A peephole superoptimizer uses superoptimization techniques to automatically discover replacement patterns for instruction sequences. See this paper for an overview of the idea and an application to x86 processors.
The original paper has these (simplified) steps:
- Harvest sequences from existing binaries to find sequences that are good targets for optimization.
- Run the sequences a few times to get a fingerprint of their behavior.
- Run all of the instruction sequences up to a certain length and get finderprints of their behavior.
- Use a theorem prover to check sequences with the same fingerprint to see if they are actually equivalent.
In 2006, they were able to harvest millions of sequences, and enumerate all of the sequences up to 3 opcodes. With the benefit of 12 years of processor improvements and a simpler instruction set in 6502, I hope to reach at least length 4. Right now I am skipping the harvest step -- I don't have a good corpus of permissively licensed binaries for the 6502. Instead I am checking equivalence between the enumerated instructions.
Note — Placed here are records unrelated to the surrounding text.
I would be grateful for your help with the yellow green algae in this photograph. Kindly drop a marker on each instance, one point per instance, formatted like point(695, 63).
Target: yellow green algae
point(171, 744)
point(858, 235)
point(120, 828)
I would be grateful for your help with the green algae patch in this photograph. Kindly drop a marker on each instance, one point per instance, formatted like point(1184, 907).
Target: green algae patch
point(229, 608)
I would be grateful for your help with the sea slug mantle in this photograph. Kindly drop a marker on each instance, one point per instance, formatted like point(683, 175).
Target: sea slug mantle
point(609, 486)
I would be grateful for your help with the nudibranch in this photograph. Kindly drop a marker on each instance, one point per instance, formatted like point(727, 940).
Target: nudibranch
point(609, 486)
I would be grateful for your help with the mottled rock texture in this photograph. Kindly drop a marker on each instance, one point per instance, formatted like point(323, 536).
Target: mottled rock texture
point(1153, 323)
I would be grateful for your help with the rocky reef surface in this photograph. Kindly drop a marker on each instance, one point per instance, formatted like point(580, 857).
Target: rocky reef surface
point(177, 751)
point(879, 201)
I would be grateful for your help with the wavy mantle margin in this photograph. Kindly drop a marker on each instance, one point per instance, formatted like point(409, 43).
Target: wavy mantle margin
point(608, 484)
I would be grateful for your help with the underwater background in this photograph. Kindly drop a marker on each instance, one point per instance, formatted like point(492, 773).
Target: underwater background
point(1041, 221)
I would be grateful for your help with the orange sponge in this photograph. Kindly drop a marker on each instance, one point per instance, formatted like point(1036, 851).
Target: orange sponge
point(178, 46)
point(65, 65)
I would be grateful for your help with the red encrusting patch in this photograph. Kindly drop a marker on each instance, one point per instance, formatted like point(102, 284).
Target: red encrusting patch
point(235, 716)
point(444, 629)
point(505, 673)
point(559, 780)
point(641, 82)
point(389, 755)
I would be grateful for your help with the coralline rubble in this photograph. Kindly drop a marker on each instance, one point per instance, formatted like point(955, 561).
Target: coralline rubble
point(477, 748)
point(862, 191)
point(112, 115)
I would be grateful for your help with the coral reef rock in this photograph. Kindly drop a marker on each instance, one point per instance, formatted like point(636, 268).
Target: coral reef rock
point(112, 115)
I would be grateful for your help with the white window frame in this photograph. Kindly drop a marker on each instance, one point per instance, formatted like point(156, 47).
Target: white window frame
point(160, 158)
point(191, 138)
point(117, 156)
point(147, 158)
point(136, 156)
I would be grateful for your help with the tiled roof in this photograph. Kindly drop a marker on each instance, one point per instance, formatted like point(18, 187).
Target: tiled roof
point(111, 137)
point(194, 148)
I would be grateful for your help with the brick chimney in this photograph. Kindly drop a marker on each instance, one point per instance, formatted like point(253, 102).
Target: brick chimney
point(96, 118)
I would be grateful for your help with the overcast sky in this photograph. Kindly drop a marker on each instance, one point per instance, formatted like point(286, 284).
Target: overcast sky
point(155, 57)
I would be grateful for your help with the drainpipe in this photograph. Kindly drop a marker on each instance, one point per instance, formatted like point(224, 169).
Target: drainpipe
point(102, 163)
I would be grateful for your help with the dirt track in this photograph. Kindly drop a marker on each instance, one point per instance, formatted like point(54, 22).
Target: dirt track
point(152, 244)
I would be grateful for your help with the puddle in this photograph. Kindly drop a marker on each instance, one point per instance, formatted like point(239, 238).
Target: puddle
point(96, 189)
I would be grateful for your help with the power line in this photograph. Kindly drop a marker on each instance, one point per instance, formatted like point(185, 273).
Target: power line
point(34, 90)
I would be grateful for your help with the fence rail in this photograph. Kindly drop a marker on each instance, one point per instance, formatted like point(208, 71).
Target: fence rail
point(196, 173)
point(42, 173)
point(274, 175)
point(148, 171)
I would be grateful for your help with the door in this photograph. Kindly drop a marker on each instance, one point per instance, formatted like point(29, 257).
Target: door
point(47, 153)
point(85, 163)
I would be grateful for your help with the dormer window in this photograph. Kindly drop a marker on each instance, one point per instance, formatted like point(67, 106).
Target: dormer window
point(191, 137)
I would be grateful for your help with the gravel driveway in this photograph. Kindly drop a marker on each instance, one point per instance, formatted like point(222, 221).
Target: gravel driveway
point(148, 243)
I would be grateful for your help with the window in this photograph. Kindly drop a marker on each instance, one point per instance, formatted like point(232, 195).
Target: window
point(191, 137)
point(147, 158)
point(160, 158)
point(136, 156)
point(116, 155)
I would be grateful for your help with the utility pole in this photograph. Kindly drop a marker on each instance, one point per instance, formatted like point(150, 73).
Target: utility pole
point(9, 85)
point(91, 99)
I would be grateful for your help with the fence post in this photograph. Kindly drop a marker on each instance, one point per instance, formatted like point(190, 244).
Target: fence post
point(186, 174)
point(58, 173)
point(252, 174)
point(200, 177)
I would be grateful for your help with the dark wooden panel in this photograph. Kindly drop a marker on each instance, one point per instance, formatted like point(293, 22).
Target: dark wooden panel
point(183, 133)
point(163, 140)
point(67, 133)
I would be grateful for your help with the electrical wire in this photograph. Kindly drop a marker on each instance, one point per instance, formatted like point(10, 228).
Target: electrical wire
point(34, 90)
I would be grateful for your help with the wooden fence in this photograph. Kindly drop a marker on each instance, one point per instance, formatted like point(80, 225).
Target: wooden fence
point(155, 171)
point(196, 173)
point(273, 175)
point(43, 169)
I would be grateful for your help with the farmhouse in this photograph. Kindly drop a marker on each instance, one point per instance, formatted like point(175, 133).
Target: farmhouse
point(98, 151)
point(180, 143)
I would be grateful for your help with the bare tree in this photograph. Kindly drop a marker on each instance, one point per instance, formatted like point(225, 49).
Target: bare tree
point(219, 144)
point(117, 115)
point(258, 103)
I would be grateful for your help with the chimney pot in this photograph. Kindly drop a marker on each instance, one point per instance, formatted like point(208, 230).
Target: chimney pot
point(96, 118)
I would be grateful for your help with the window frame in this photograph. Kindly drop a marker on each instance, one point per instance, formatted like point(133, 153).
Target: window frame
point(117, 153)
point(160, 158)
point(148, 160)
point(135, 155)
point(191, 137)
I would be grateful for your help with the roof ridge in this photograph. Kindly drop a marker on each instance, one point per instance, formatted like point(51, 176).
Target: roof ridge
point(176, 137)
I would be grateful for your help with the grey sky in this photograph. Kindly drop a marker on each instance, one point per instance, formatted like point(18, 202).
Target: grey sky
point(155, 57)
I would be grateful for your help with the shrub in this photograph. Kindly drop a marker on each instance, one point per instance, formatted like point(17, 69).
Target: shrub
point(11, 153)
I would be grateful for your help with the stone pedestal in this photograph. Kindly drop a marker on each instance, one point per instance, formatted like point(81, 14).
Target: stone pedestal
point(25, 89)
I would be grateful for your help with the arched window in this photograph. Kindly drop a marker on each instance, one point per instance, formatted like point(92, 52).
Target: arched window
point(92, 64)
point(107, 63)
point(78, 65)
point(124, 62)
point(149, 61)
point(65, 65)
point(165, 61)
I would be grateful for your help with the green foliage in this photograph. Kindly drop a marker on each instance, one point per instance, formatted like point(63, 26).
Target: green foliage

Not all machine instructions are supported. The main limitation is that jumps and branches must jump outside of the sequence (no loops). This also means that the jsr and brk instructions are not supported, because they have an unknown effect on the machine state before returning.
The 6502 has 16-bit addresses, as well as special instructions to access the zero-page 0x0000 to 0x00FF. In an instruction sequence, there can be 3 possibly different 16-bit addresses labeled Absolute0 to Absolute2, and 4 possibly different zero-page addresses labeled Zp0 to Zp3. For instructions that take immediate arguments, there are two 8-bit immediates C0 and C1 which have arbitrary values, and operands can include 0, 1, C0, C1, C0+1, C1+1, and C0+C1. This can find some constant folding optimizations.
Currently, all of memory is considered when determining equivalence. This does not model the hardware stack well -- once a value is popped, it should be treated as possibly dead, because an interrupt might override it. We should immediately change it to an arbitrary value again. After running, we should ignore values off the top of the stack for equivalence, to find optimizations that eliminate spills to the stack. A software stack could also be added. Accessing the hardware stack would look like lda Stack, x
, and Stack would act like the other absolute variables. Values popped from the software stack won't immediately decay to unknown, but won't be counted when checking equivalence.
Performing checks with the theorem prover is very expensive, so there are several techniques to eliminate them:
- Finger-printing: Test each sequence on a small number of inital machine states, and hash the results. This quick test will group together all instruction sequences which might be equivalent. The original paper was optimizing for the same machine, so it could execute the instruction sequences on the processor. It sandboxed memory accesses to wrap within a 256 byte range. We are cross-compiling, so the code is emulated. We give it access to an entire virtual memory space of 64k, but we use a hash function to implement read for the initial state and save only the addresses written to.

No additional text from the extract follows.